Dangers of Antibiotics
Written by Faith Anderson on September 25, 2012
Retinal Detachment, Tendon Rupture and Peripheral Neuropathy Side Effects
The most popular group of antibiotics is called oral fluoroquinolones – which includes the drugs Levaquin (levofloxafin), Cipro (ciprofloxacin), and Avelox (moxifloxacin) – but, according to recent research, these antibiotics actually increase a patient’s risk of developing a retinal detachment by five times, compared to those who don’t take these medications. In 2006, the consumer advocate group Public Citizen petitioned the FDA to include a warning on fluoroquinolones regarding the risk of tendon ruptures, which is believed to be caused by a toxicity that “may decrease blood supply in tendons that already have a limited blood supply,” the press release stated. Unfortunately, it wasn’t until 2008 that the FDA began to require a warning label on the fluoroquinolone class of antibiotics. In addition to tendon ruptures, a Swedish study found that fluoroquinolone antibiotics may also cause peripheral neuropathy, a condition that results in numbness and pain in the feet and hands.
Azithromycin Antibiotic Linked to Cardiovascular Mortality
Another potentially dangerous antibiotic called azithromycin was recently shown to nearly triple the risk of cardiovascular mortality when compared to the rate for a group of patients who didn’t take the antibiotic medication. Azithromycin belongs to a class of antibiotic drugs called macrolides, which have been associated with dangerous cardiovascular effects. Commonly referred to by brand names Zithromax or Zmax, azithromycin is used to treat certain infections caused by bacteria, including pneumonia, bronchitis, and infections of the ears, lungs, skin and throat (strep throat). Although fatalities associated with the use of azithromycin are rare, the highest rate was observed in patients with cardiovascular disease.
Antibiotic Over-Prescription May Lead to Resistance
So, if antibiotics pose such serious risks, why are they used so often? According to pharmacological epidemiologist Mahyar Etiman, antibiotics are overused “by lazy doctors who are trying to kill a fly with an automatic weapon.” For example, antibiotics aren’t effective against colds, flu and certain viral infections, but they are sometimes prescribed to patients for these purposes anyway. A sore throat is one of the most common reasons for an antibiotic prescription, but, according to recently updated guidelines by the Infectious Disease Society of America (IDSA), a sore throat is likely to be caused by a virus, not strep throat. If a sore throat is caused by a viral infection, antibiotics would not be effective in treating the illness. In addition, this type of over-prescription of antibiotics can lead to resistance, which means that the powerful drugs become less effective at fighting the bacteria they are actually intended to treat. In fact, infectious organisms can adapt to the antibiotics, developing new strains of bacteria that are immune to the drugs.

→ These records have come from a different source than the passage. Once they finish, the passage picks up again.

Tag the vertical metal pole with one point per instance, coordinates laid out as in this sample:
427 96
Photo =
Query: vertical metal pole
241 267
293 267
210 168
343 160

Studies Link Antibiotics to MRSA Infection
When it comes to strep throat, for example, the revised IDSA guidelines recommend treatment with amoxicillin or penicillin, since strep is becoming resistant to broader-spectrum antibiotics commonly used in the past, including azithromycin and other macrolides. A more serious drug-resistant bacteria is methicillin-resistant Staphylococcus aureus, or MRSA, which is also known as a staph infection. According to a 2007 review of 76 studies involving close to 25,000 patients, there is a clear connection between antibiotics and MRSA, and while MRSA most commonly causes mild skin infections, the side effects can also be more serious and may even be life-threatening. The MRSA infection is difficult to treat, and may result in a more serious infection in the bloodstream, lungs, bones or joints. If your doctor prescribes antibiotics, be sure to ask about potential side effects and if there are any alternative treatment options. Be sure to carefully follow the instructions on the bottle as well, and to finish the entire prescription even if you feel better early on.